The Chafee administration offered to rent up to 6 floors from the Development Company and was turned down. Talk about looking a gift horse in the mouth.  The General Manager claims he wants about 250-275 apartments there, and your tax dollars to pick up the slack. One need only to look at the Waterplace condos and the Westin complex to see that prices have plunged since those edifices were first built with the promise to make Providence another Boston. Many other Providence developments have college students as “owners” for a short period. There is an empty lot on Westminster Street that was supposed to be the site for high rise condos. Hundreds of living spaces on Canal Street are leased to Johnson and Wales’s students since the crowd that was predicted to flock to Providence never came.

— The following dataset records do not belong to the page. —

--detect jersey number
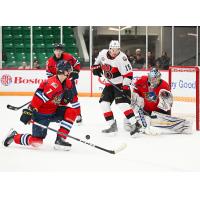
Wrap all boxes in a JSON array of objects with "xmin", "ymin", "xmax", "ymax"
[{"xmin": 125, "ymin": 64, "xmax": 132, "ymax": 71}]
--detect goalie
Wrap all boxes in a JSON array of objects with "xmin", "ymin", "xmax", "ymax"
[{"xmin": 124, "ymin": 68, "xmax": 192, "ymax": 134}]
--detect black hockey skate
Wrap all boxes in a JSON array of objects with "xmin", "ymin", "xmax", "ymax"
[
  {"xmin": 102, "ymin": 120, "xmax": 118, "ymax": 134},
  {"xmin": 130, "ymin": 121, "xmax": 142, "ymax": 136},
  {"xmin": 3, "ymin": 129, "xmax": 17, "ymax": 147},
  {"xmin": 54, "ymin": 135, "xmax": 72, "ymax": 151},
  {"xmin": 76, "ymin": 115, "xmax": 82, "ymax": 124}
]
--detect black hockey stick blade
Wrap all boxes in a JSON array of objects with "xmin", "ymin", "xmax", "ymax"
[{"xmin": 7, "ymin": 101, "xmax": 31, "ymax": 111}]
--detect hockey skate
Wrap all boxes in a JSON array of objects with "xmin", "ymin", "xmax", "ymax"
[
  {"xmin": 102, "ymin": 120, "xmax": 118, "ymax": 136},
  {"xmin": 130, "ymin": 121, "xmax": 143, "ymax": 136},
  {"xmin": 3, "ymin": 128, "xmax": 17, "ymax": 147},
  {"xmin": 54, "ymin": 135, "xmax": 72, "ymax": 151},
  {"xmin": 76, "ymin": 115, "xmax": 82, "ymax": 124}
]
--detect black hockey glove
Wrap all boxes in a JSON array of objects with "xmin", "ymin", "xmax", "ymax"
[
  {"xmin": 91, "ymin": 65, "xmax": 103, "ymax": 77},
  {"xmin": 70, "ymin": 70, "xmax": 79, "ymax": 80},
  {"xmin": 20, "ymin": 106, "xmax": 35, "ymax": 125},
  {"xmin": 63, "ymin": 89, "xmax": 75, "ymax": 104},
  {"xmin": 122, "ymin": 85, "xmax": 131, "ymax": 98}
]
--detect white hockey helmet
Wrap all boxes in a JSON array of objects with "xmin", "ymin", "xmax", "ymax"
[{"xmin": 109, "ymin": 40, "xmax": 120, "ymax": 49}]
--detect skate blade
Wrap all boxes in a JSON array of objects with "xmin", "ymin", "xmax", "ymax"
[
  {"xmin": 75, "ymin": 121, "xmax": 82, "ymax": 126},
  {"xmin": 102, "ymin": 131, "xmax": 118, "ymax": 137},
  {"xmin": 54, "ymin": 144, "xmax": 71, "ymax": 151}
]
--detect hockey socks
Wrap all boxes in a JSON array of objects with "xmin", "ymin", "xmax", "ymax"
[{"xmin": 13, "ymin": 134, "xmax": 43, "ymax": 147}]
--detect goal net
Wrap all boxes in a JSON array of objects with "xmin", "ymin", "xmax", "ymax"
[{"xmin": 169, "ymin": 66, "xmax": 200, "ymax": 131}]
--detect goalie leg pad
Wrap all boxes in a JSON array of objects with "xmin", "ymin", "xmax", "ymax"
[{"xmin": 150, "ymin": 111, "xmax": 193, "ymax": 134}]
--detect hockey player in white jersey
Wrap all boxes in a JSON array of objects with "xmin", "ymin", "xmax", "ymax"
[{"xmin": 91, "ymin": 40, "xmax": 141, "ymax": 136}]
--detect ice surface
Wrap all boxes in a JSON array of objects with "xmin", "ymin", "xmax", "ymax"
[{"xmin": 0, "ymin": 96, "xmax": 200, "ymax": 171}]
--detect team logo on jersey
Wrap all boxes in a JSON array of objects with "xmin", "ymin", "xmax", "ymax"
[
  {"xmin": 144, "ymin": 91, "xmax": 157, "ymax": 102},
  {"xmin": 123, "ymin": 56, "xmax": 127, "ymax": 61},
  {"xmin": 1, "ymin": 74, "xmax": 12, "ymax": 86},
  {"xmin": 101, "ymin": 64, "xmax": 111, "ymax": 71},
  {"xmin": 52, "ymin": 95, "xmax": 62, "ymax": 105},
  {"xmin": 101, "ymin": 64, "xmax": 113, "ymax": 79},
  {"xmin": 101, "ymin": 57, "xmax": 105, "ymax": 61}
]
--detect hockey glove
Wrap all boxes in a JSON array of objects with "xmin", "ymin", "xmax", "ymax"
[
  {"xmin": 122, "ymin": 85, "xmax": 131, "ymax": 97},
  {"xmin": 63, "ymin": 89, "xmax": 75, "ymax": 104},
  {"xmin": 70, "ymin": 70, "xmax": 79, "ymax": 80},
  {"xmin": 20, "ymin": 106, "xmax": 35, "ymax": 125},
  {"xmin": 91, "ymin": 65, "xmax": 103, "ymax": 77}
]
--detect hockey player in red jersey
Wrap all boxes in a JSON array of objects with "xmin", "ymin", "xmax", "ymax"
[
  {"xmin": 91, "ymin": 40, "xmax": 141, "ymax": 136},
  {"xmin": 46, "ymin": 43, "xmax": 82, "ymax": 124},
  {"xmin": 124, "ymin": 68, "xmax": 192, "ymax": 134},
  {"xmin": 3, "ymin": 60, "xmax": 77, "ymax": 151}
]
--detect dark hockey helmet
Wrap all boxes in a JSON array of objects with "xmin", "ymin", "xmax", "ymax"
[
  {"xmin": 54, "ymin": 43, "xmax": 65, "ymax": 51},
  {"xmin": 57, "ymin": 60, "xmax": 73, "ymax": 74},
  {"xmin": 148, "ymin": 68, "xmax": 161, "ymax": 87}
]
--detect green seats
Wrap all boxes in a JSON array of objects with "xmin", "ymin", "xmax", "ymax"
[
  {"xmin": 13, "ymin": 34, "xmax": 23, "ymax": 43},
  {"xmin": 23, "ymin": 26, "xmax": 31, "ymax": 35},
  {"xmin": 3, "ymin": 26, "xmax": 12, "ymax": 35},
  {"xmin": 4, "ymin": 43, "xmax": 13, "ymax": 52},
  {"xmin": 3, "ymin": 34, "xmax": 13, "ymax": 43},
  {"xmin": 34, "ymin": 34, "xmax": 44, "ymax": 43},
  {"xmin": 14, "ymin": 43, "xmax": 24, "ymax": 53},
  {"xmin": 3, "ymin": 26, "xmax": 79, "ymax": 68},
  {"xmin": 12, "ymin": 26, "xmax": 23, "ymax": 35}
]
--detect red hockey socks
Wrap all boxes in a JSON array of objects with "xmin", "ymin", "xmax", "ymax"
[
  {"xmin": 14, "ymin": 134, "xmax": 43, "ymax": 147},
  {"xmin": 58, "ymin": 107, "xmax": 76, "ymax": 139}
]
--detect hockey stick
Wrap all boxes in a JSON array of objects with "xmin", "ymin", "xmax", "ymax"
[
  {"xmin": 30, "ymin": 120, "xmax": 127, "ymax": 154},
  {"xmin": 7, "ymin": 101, "xmax": 31, "ymax": 111},
  {"xmin": 106, "ymin": 79, "xmax": 157, "ymax": 119},
  {"xmin": 106, "ymin": 79, "xmax": 150, "ymax": 128}
]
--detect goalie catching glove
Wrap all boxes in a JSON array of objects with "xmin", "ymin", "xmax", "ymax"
[{"xmin": 157, "ymin": 89, "xmax": 173, "ymax": 112}]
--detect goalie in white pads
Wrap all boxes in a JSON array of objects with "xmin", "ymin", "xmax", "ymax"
[{"xmin": 124, "ymin": 68, "xmax": 192, "ymax": 134}]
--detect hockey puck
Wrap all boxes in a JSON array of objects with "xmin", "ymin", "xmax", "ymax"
[{"xmin": 85, "ymin": 135, "xmax": 90, "ymax": 140}]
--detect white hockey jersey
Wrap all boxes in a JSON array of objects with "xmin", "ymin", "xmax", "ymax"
[{"xmin": 94, "ymin": 49, "xmax": 133, "ymax": 86}]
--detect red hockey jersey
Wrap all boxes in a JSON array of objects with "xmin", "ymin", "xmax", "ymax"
[
  {"xmin": 31, "ymin": 76, "xmax": 72, "ymax": 114},
  {"xmin": 46, "ymin": 52, "xmax": 80, "ymax": 77},
  {"xmin": 133, "ymin": 76, "xmax": 170, "ymax": 112}
]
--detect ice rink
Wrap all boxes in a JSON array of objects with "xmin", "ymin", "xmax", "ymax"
[{"xmin": 0, "ymin": 96, "xmax": 200, "ymax": 171}]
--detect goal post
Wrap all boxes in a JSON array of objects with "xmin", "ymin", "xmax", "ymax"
[{"xmin": 169, "ymin": 66, "xmax": 200, "ymax": 131}]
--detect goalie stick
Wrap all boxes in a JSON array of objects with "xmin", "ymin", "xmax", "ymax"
[
  {"xmin": 7, "ymin": 101, "xmax": 31, "ymax": 111},
  {"xmin": 106, "ymin": 79, "xmax": 152, "ymax": 128},
  {"xmin": 30, "ymin": 120, "xmax": 127, "ymax": 154}
]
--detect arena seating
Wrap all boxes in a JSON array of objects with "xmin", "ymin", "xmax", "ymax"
[{"xmin": 2, "ymin": 26, "xmax": 79, "ymax": 68}]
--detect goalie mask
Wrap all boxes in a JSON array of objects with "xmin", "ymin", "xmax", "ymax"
[{"xmin": 148, "ymin": 68, "xmax": 161, "ymax": 88}]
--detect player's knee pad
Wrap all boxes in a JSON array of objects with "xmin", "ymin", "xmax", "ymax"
[
  {"xmin": 29, "ymin": 136, "xmax": 43, "ymax": 147},
  {"xmin": 117, "ymin": 103, "xmax": 134, "ymax": 118},
  {"xmin": 72, "ymin": 95, "xmax": 78, "ymax": 103},
  {"xmin": 100, "ymin": 101, "xmax": 112, "ymax": 113},
  {"xmin": 64, "ymin": 107, "xmax": 77, "ymax": 122}
]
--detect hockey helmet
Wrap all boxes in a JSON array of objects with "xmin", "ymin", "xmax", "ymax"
[
  {"xmin": 148, "ymin": 68, "xmax": 161, "ymax": 87},
  {"xmin": 57, "ymin": 60, "xmax": 72, "ymax": 74},
  {"xmin": 54, "ymin": 43, "xmax": 65, "ymax": 51},
  {"xmin": 109, "ymin": 40, "xmax": 120, "ymax": 49}
]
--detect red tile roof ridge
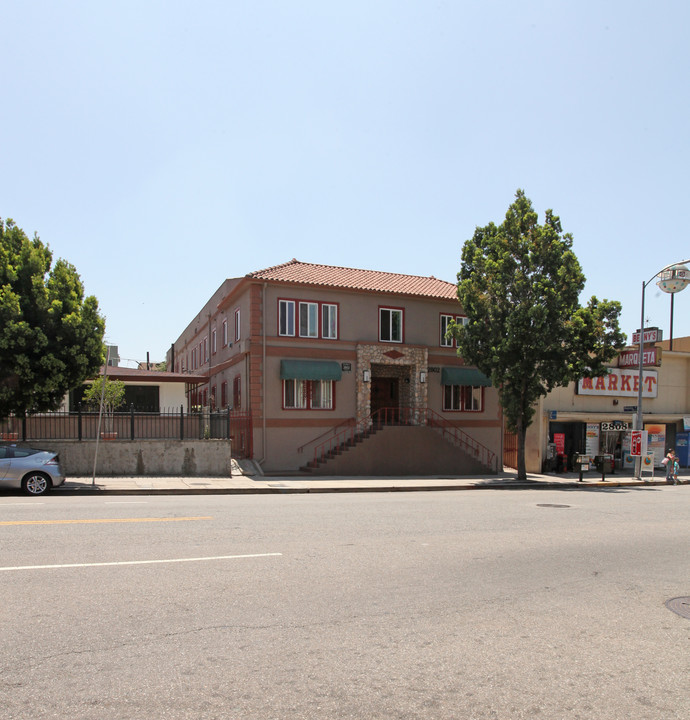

Why then does this company want $48 million in tax credits? Certainly, the assertion that the vacant land freed up by the relocation of 195 will provide purchasers/tenants  is patently ridiculous, given the surfeit of properties in Providence.  One wag has suggested that the developer uses government-related money to pay himself a whopping manager fee and really has no incentive to make the property work since he skirts from project to project when the fees are exhausted. No doubt, Mr. Fox’ other friend, Michael Corsi, is looming in the background and poised to sell the tax credits while earning a bundle for his efforts.
Fortunately, Representative Patrick O’Neill (D-Pawtucket) has sounded a warning but he’s a voice in the wilderness. The silence is deafening from his colleagues and the Republican Party. The state seems poised to underwrite another speculator who has hired the right connections. For shame!